Por: Maria Angélica Uribe Castro / muribe258@unab.edu.co
Cuando llegas al Aeropuerto Palonegro y desciendes hacía Bucaramanga, el primer letrero dice “quien pisa tierra santandereana es santandereano”. Y está bien, pero eso no es del todo cierto. El bautizo santandereano real se obtiene cuando comemos mute. Quien prueba mute santandereano es santandereano. El mute es quizá el plato más típico de la región y hoy vamos a conocer su historia.
El origen de su nombre es desconocido. Muchos dicen que está relacionado con José Celestino Mutis, hermano de Manuel Mutis, uno de los fundadores de Bucaramanga. Cabe recalcar, además, que en quechua mute significa maíz.
Existen dos relatos acerca de la historia del mute. El primero se remonta a la época prehispánica, cuando los indiígenas preparaban todo a base de maíz. Para ellos este era como el oro. Tenía hasta 30 formas de preparación y le brindaba al mute ese sabor tan característico. Sin embargo, con la llegada de los españoles la preparación de este plato cambió. Sus ingredientes han variado hasta llegar a ser lo que conocemos hoy en día. Por otro lado, se dice que el mute es una adaptación latinoamericana de la adafina, cocido de garbanzos propio de los judíos y españoles. Una vez este plato llegó a América, los indígenas realizaron variaciones tanto en los ingredientes como en la forma de cocción, por ejemplo, la leña.
Ahora bien, no hay nada más santandereano que el mute y uno de los mejores de Bucaramanga es el de Rosa María, o más conocida como Rosita. Lleva más de 30 años trabajando en la Plaza de San Francisco y viviendo de este manjar. Su puesto de ventas se encuentra en un andén, perfecto para que el que pase se antoje. Tiene dos cocinas de leña bajo una sombrilla de colores. Dos mesas que, aunque tienen manteles desgastados, son testigos de momentos inolvidables para los comensales y bocados exquisitos para los paladares. Rosita nos comenta: “mi mute tiene historia porque a la gente le fascina”. Así lo confirman quienes van y prueban este plato. Luz Marina, cliente fiel, dice que de todos los mutes de Bucaramanga prefiere el de Rosa.
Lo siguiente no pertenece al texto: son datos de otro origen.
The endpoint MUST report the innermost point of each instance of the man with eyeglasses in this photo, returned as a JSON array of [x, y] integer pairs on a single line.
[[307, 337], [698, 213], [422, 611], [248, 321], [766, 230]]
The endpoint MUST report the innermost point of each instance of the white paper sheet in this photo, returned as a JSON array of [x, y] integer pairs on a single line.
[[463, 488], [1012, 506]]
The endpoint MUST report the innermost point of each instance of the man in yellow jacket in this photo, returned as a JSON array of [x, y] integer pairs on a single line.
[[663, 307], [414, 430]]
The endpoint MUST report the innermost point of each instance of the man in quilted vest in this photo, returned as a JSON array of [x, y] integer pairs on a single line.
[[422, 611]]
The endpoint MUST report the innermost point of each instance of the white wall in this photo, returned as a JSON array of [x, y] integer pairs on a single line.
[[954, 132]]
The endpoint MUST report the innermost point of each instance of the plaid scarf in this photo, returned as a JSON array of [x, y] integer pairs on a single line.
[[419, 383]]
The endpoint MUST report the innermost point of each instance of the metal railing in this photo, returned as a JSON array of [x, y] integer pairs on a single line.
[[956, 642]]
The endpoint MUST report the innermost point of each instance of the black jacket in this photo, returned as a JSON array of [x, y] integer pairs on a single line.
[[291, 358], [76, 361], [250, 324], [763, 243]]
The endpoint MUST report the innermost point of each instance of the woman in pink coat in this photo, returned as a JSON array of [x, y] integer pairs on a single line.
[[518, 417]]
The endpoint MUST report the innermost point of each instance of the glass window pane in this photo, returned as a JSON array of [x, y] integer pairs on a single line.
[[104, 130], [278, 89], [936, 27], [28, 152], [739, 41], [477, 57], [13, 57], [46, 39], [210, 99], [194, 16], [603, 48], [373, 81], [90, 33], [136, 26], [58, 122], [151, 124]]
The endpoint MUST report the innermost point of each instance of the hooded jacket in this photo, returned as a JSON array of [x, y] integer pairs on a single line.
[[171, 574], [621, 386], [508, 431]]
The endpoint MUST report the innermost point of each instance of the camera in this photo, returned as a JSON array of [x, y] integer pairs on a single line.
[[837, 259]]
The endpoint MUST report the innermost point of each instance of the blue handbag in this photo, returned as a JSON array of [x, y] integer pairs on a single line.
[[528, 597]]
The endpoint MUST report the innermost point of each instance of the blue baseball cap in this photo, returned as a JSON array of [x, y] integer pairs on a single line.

Mientras esta santandereana revuelve el mute en su cocina de leña, el sudor baja por su frente como esfuerzo del trabajo que demanda el arte de la cocina. Recita los ingredientes del mute con la exactitud matemática de las tablas de multiplicar. Comenta que este plato lleva habichuela, papa amarilla, berenjena, frijoles, alverja, habas, pata, costilla, maíz, callo, cilantro, cebolla larga, carne de res y dos dientes de ajo. Deja hervir todo esto por tres horas y ahí se cocina la magia.

Esta mujer comienza su día a las tres de la mañana. Con su delantal azul oscuro combinado con un gorro de cuadros blancos, menciona: “me toca levantarme de madrugada para poder alistar y tener todo para el mediodía porque también debo llevar a mi esposo a diálisis”. Salomón López su esposo padece diabetes y ceguera. Cada dos días tiene que llevarlo a que le hagan diálisis. Afortunadamente, con las ganancias que le produce la venta de mute puede costear los gastos de la enfermedad y sostener a su familia conformada por cinco hijos.
A pesar de esto, Rosita se esfuerza día tras día para preparar al protagonista culinario de los santandereanos, el mute. Hay que decir que la Ciudad Bonita no solo es reconocida por sus parques, el hablado fuerte y golpeado, sino también por el regalo gastronómico amplio que brinda a locales y foráneos. Solo me resta por recomendarles, manas y manos, que visiten y prueben el mute de Rosita, cada fin de semana, en la carrera 22 # 21 – 78.